With the new model, CellSight performs surgeries by inserting this transplant in the area of the retina that has been damaged by a laser, using surgical instrumentation developed by a team of retinal surgeons led by Marc Mathias, MD, associate professor of ophthalmology at the CU School of Medicine. The transplant is then tracked to assess whether it maintains its structure and whether it remains functional.
“The preliminary results are extremely promising with evidence of electrophysiological activity of the transplanted complex,” says Naresh Mandava, MD, chair of the Sue Anschutz-Rodgers Eye Center. “We still do not know if there is active integration or communication of these transplanted cells to the remaining retina, as well as downstream through the optic nerve into the brain, but we have a great deal of excitement knowing that the cells are surviving and have retinal function.”
Groundbreaking research and innovation like this has earned the CellSight team awards from the National Eye Institute and one granted patent, with five more patent filings under review.

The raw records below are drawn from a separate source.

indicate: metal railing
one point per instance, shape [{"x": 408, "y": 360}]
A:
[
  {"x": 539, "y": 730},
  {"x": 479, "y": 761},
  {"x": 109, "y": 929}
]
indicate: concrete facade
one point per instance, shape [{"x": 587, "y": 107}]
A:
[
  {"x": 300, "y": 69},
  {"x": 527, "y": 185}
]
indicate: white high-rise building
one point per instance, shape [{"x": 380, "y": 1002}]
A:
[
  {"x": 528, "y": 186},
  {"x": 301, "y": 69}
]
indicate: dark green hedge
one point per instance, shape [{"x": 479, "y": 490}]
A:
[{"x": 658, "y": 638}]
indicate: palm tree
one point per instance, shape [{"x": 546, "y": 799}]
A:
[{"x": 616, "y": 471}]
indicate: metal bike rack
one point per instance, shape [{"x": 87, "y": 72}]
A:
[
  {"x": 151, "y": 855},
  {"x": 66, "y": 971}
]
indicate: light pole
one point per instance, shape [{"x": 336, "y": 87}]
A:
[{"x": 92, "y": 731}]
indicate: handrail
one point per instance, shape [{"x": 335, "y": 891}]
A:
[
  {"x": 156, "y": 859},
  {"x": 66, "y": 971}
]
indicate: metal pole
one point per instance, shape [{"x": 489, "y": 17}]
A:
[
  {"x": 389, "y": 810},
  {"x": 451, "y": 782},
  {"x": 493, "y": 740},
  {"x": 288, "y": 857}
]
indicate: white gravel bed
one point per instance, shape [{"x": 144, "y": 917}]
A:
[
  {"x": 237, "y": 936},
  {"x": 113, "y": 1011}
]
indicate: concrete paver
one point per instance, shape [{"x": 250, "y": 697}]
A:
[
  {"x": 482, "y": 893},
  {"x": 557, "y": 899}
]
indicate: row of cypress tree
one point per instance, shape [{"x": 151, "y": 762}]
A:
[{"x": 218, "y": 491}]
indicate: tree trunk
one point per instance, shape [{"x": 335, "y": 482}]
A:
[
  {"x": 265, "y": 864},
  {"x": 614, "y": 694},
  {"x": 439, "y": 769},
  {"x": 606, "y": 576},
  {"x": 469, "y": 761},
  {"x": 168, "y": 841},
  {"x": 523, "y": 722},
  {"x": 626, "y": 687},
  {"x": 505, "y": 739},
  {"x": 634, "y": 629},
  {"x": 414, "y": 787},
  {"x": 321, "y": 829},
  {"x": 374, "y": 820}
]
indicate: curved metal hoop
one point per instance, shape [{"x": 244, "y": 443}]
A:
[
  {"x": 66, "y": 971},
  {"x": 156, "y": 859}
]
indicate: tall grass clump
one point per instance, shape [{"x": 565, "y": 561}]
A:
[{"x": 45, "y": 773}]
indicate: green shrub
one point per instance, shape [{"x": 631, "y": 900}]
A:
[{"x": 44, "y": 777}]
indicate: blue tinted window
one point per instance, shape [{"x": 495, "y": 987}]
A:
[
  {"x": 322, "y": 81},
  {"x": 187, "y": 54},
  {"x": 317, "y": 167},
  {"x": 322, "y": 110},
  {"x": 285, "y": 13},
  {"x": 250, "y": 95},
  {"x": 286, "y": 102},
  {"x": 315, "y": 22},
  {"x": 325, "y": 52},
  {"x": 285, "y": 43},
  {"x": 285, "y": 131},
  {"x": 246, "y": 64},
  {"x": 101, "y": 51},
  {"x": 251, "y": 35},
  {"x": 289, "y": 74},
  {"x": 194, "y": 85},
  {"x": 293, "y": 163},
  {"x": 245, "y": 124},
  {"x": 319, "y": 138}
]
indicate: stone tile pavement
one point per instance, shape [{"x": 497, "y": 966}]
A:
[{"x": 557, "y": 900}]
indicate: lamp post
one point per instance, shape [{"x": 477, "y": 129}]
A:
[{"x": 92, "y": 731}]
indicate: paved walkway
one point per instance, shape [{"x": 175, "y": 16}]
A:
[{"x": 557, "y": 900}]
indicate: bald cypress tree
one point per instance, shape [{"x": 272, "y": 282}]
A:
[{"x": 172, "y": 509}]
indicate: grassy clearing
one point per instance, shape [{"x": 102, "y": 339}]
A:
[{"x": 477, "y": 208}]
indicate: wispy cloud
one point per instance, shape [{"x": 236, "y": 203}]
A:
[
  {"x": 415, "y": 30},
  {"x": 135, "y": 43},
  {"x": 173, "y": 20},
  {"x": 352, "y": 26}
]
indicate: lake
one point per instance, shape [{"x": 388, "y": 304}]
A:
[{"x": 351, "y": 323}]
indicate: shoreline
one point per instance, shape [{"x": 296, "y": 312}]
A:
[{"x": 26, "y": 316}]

The promise of patient care
In addition to collaborations with clinical development companies, the program has partnered with other academic institutions, as well as multidisciplinary teams across the CU Anschutz Medical Campus. From basic researchers to clinicians, CellSight prides itself on the synergy they’ve created to improve patient outcomes.

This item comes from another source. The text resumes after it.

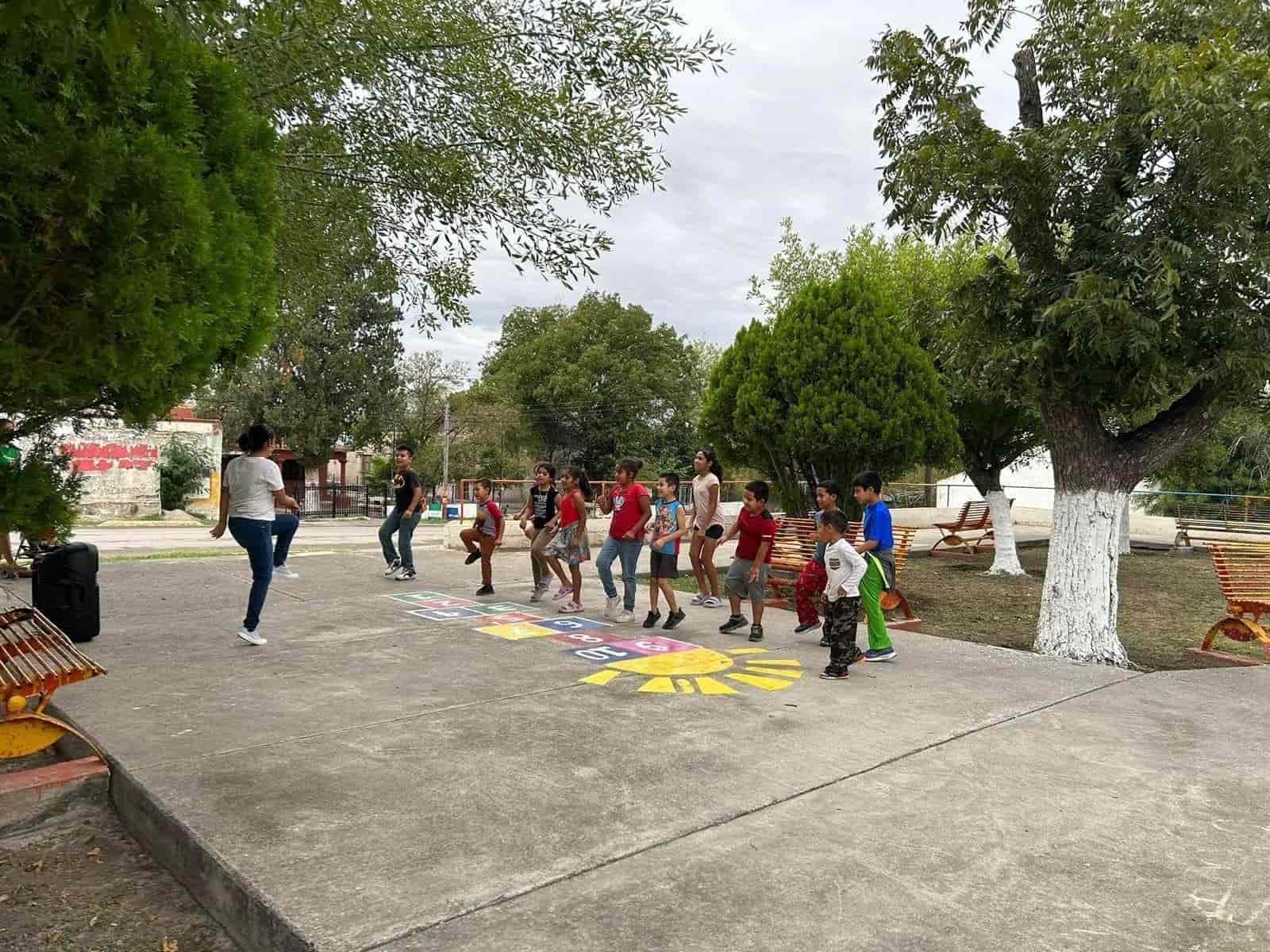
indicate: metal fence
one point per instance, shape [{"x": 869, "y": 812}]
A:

“Coming from different labs, universities, and organizations, our environment is unique – not only by how hard everyone works, but how easily we are able to address problems since we all come from various areas of expertise,” says Flores-Bellver, who leads CellSight’s ExoSight Lab. “Everyone brings something special, and we know we need that to move forward. I haven’t seen this level of collaboration before in other places.”
As the program’s goals continue to advance, researchers ultimately hope to bring their discoveries into clinical trials and deliver newfound sight solutions for people with degenerative eye diseases.

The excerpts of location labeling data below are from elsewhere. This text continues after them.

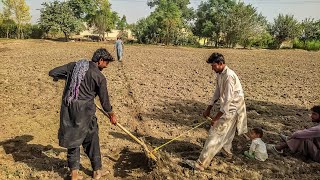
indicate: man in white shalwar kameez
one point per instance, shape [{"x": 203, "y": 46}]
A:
[{"x": 231, "y": 117}]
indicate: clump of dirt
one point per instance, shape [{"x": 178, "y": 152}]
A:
[{"x": 157, "y": 93}]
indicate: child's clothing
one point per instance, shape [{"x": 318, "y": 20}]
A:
[{"x": 258, "y": 150}]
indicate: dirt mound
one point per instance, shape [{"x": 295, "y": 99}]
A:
[{"x": 157, "y": 93}]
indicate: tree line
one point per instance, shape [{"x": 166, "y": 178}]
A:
[
  {"x": 66, "y": 17},
  {"x": 218, "y": 23}
]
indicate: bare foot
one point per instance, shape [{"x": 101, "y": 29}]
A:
[
  {"x": 75, "y": 175},
  {"x": 100, "y": 173}
]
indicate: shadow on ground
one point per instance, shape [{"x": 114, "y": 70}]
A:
[{"x": 36, "y": 156}]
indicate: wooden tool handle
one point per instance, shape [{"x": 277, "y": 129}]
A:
[{"x": 121, "y": 127}]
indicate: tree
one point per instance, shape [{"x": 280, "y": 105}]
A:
[
  {"x": 84, "y": 9},
  {"x": 285, "y": 27},
  {"x": 104, "y": 19},
  {"x": 244, "y": 24},
  {"x": 59, "y": 15},
  {"x": 310, "y": 29},
  {"x": 8, "y": 28},
  {"x": 211, "y": 19},
  {"x": 186, "y": 13},
  {"x": 19, "y": 11},
  {"x": 122, "y": 23}
]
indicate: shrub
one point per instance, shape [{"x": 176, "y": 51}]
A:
[{"x": 307, "y": 45}]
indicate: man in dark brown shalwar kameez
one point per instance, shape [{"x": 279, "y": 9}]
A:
[
  {"x": 78, "y": 123},
  {"x": 305, "y": 142}
]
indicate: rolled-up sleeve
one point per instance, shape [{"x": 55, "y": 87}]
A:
[
  {"x": 307, "y": 133},
  {"x": 216, "y": 95},
  {"x": 228, "y": 95},
  {"x": 104, "y": 96}
]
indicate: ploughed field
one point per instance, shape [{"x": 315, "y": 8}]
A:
[{"x": 157, "y": 93}]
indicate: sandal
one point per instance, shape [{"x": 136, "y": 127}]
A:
[
  {"x": 284, "y": 137},
  {"x": 272, "y": 148},
  {"x": 195, "y": 165}
]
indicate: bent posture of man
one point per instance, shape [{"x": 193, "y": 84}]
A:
[
  {"x": 306, "y": 142},
  {"x": 118, "y": 46},
  {"x": 78, "y": 123},
  {"x": 231, "y": 117}
]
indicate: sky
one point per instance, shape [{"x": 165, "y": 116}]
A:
[{"x": 137, "y": 9}]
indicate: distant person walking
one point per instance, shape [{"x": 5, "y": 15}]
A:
[
  {"x": 232, "y": 115},
  {"x": 304, "y": 142},
  {"x": 78, "y": 123},
  {"x": 119, "y": 47}
]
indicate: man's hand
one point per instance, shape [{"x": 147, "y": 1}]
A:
[
  {"x": 206, "y": 113},
  {"x": 113, "y": 119},
  {"x": 214, "y": 121}
]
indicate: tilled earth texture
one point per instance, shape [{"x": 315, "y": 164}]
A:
[{"x": 157, "y": 93}]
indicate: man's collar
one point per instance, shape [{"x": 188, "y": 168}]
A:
[{"x": 224, "y": 69}]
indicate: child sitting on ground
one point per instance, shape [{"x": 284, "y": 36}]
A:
[{"x": 258, "y": 148}]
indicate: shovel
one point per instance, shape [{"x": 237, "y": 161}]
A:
[{"x": 148, "y": 153}]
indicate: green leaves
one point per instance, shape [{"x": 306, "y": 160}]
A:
[
  {"x": 285, "y": 27},
  {"x": 59, "y": 15}
]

“This is hard work. We are committed to finding a cure for blindness, and we’re aiming to do it in a way that has not been done before,” Canto-Soler says. “At CellSight, we are dreamers and believers, and without the support from our donors and friends, CellSight would still be just a dream.”
“We cannot promise that we will cure blindness," she continues. "But in honor of Doni Solich's wish for us to carry out research on macular regeneration, we believe if there is a way, we can do it.”